In [1]:
from transformers import AutoTokenizer, AutoModelForSeq2SeqLM
import torch
import gradio as gr

In [2]:
# 加载分词器
tokenizer = AutoTokenizer.from_pretrained("./local_model/opus-mt-en-zh")

# 加载模型
model = AutoModelForSeq2SeqLM.from_pretrained("saved_model")
# model = AutoModelForSeq2SeqLM.from_pretrained("./local_model/opus-mt-en-zh")

In [3]:
def translate_texts(texts, model, tokenizer,  device):
    # 对输入文本进行分词和编码
    inputs = tokenizer(texts, return_tensors="pt", padding=True, truncation=True, max_length=128).to(device)

    # 使用模型生成翻译
    outputs = model.generate(
        input_ids=inputs['input_ids'],
        attention_mask=inputs['attention_mask'],
    )

    # 解码生成的翻译
    translations = tokenizer.batch_decode(outputs, skip_special_tokens=True)
    return translations

In [4]:
device = torch.device('cuda' if torch.cuda.is_available() else 'cpu')
# 示例输入文本
texts = [
  "My god, that theme melody playing at the beginning... so nostalgic!",
  "My PC is sweating.",
  "Honestly using your best special forces in the slog of the Frontline in ukraine doesn't seem smart. In this conflict it doesn't matter how skilled you are as a soldier. You are just as likely to die as the freshly trained conscript next to you.  Special forces are going to be safer and more effective in places where they can play to their advantages.",
  "I've always been writing. Ever since I was three. I think we are all writing our own stories with every thought, word and action.",
  "As a lifelong sufferer of PTSD from an early childhood event...I just paused at 7:33 (with tears) because casting off old misperceptions of rejection is like another rejection in and of itself.  I have indeed been editing my story for several years now.   I know what I want my story to be.  You have just given me a window into a future that I can actually get to.  No.  More like an open door.  Thanks.",
  "I usually do something else while listening to ted talks or podcasts, but this one had me glued to the end",
  "I think investors should always put their cash to work, especially In 2024, we'll start to see more market diversification. I'm hoping to invest about $350k of my savings in stocks against next year. Hope to make millions in 2024"
]

# 进行翻译
translations = translate_texts(texts, model, tokenizer, device)

# 打印翻译结果
for text, translation in zip(texts, translations):
    print(f"原始文本: {text}")
    print(f"翻译: {translation}")
    print()


原始文本: My god, that theme melody playing at the beginning... so nostalgic!
翻译: 天哪,那个主题从一开始就在演奏... 如此怀旧!

原始文本: My PC is sweating.
翻译: 我的个人电脑在出汗。

原始文本: Honestly using your best special forces in the slog of the Frontline in ukraine doesn't seem smart. In this conflict it doesn't matter how skilled you are as a soldier. You are just as likely to die as the freshly trained conscript next to you.  Special forces are going to be safer and more effective in places where they can play to their advantages.
翻译: 在这场冲突中,你作为士兵的技巧并不重要。 你和旁边受过训练的应征士兵一样可能死去。
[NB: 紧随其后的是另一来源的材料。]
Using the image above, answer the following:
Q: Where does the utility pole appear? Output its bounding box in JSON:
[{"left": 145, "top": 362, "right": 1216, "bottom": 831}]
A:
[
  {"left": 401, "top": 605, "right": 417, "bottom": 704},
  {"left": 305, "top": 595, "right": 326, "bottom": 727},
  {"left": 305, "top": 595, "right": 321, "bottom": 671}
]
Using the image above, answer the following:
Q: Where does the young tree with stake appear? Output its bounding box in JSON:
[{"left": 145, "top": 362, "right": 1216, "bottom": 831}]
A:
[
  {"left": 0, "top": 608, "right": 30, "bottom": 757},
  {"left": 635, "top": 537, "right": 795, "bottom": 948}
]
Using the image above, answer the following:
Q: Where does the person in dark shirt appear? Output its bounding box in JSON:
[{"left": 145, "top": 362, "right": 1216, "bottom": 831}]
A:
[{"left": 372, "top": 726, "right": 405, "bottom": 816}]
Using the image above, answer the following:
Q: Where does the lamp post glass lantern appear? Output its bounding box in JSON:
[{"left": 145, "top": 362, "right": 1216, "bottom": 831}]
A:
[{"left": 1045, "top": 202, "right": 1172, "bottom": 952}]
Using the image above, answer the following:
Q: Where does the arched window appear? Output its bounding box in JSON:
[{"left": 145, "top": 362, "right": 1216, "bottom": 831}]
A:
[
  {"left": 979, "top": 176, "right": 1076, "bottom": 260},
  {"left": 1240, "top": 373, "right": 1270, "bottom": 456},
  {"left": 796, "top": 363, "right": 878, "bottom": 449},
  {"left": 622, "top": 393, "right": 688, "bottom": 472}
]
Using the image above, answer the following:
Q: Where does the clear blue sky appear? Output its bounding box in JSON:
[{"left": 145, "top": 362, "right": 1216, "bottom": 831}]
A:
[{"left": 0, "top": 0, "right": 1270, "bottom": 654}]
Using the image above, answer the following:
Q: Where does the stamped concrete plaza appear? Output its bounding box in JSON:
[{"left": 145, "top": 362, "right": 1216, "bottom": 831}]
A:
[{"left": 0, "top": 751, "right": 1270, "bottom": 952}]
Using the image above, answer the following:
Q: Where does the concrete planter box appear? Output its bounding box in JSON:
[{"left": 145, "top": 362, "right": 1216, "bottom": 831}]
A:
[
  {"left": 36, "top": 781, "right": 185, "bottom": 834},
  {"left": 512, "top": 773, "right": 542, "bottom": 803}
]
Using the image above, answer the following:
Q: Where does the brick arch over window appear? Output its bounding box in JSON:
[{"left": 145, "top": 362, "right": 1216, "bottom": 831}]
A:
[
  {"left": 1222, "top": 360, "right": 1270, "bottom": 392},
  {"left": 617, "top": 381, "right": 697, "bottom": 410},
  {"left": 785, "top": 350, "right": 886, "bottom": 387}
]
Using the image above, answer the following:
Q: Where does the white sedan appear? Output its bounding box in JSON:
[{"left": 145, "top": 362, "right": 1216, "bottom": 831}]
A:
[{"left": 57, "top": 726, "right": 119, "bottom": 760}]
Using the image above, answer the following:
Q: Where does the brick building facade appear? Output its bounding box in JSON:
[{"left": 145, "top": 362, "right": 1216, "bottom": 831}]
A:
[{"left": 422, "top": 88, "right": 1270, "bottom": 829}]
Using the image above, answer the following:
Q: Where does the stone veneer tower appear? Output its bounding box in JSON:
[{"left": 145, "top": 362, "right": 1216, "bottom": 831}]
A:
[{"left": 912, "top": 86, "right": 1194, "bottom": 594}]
原始文本: I've always been writing. Ever since I was three. I think we are all writing our own stories with every thought, word and action.
翻译: 我从三岁起就一直在写作,我觉得我们都在用一切思想、语言和行动写故事。

原始文本: As a lifelong sufferer of PTSD from an early childhood event...I just paused at 7:33 (with tears) because casting off old misperceptions of rejection is like another rejection in and of itself.  I have indeed been editing my story for several years now.   I know what

In [6]:
def translate_text(text):
    device = torch.device('cuda' if torch.cuda.is_available() else 'cpu')
    translations = translate_texts([text], model, tokenizer, device)
    return translations[0]


# 创建 Gradio 接口
iface = gr.Interface(
    fn=translate_text,
    inputs="text",
    outputs="text",
    title="文本翻译",
    description="输入英文文本，获取中文翻译结果"
)

# 启动 Gradio 接口
iface.launch()

Running on local URL:  http://127.0.0.1:7861

To create a public link, set `share=True` in `launch()`.